The governor approved part of House Bill 2 to create a “rainy day fund” to capture windfalls of tax revenue from oil and gas booms. The bill also would divert payments into the Legislature’s retirement account for two years. But she vetoed sections of the bill that would have taxed sales by major internet retailers, a measure that had bipartisan support, and ended a tax exemption for nonprofit hospitals.
She also vetoed a bill that would have delayed the implementation of corporate tax cuts and raised taxes on car sales and gasoline — from 17 cents to 22 cents per gallon. New Mexico’s gas tax still ranks on the low end when compared to other states, and backers argued the money is needed to pay for a network of roads in need of repair.
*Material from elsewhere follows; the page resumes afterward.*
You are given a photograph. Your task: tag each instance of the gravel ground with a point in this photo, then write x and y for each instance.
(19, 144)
But Martinez described the bill as hypocritical and potentially stifling for businesses.
Instead, to put the state’s finances in the black, Martinez signed Senate Bill 1, which uses an accounting maneuver to take money from bonds and put the cash into the state’s general fund. Top legislators argued the move would balance New Mexico’s budget, though lawmakers also strongly criticized the concept as effectively using borrowed money that comes with millions of dollars in interest to pay for the day-to-day operations of state government.
The bill also would sweep about $19 million from a list of state accounts — from the Board of Nursing fund to the Capitol Building Repair Fund.
But the governor line-item vetoed several of those proposed fund transfers, arguing that some of the money legislators had sought to sweep up does not really exist.
Before the line-item vetoes, the bills were expected to restore New Mexico’s general fund reserves to half of one percent of what is known as recurring spending, according to an analysis by the Legislative Finance Committee.
That is below what many state leaders have said is needed and far below recent levels. The state had 11.6 percent of its general fund in reserves as recently as 2015, for example.
The state would have had about 3.8 percent in reserves had Martinez signed a series of tax increases.
Martinez has said she will not accept tax increases without comprehensive tax reform. Lawmakers rejected a 430-page proposal for tax reform this week, however, arguing the short special session was no time to address the sweeping issue. Instead, they approved and Martinez signed $400,000 for a study of the issue.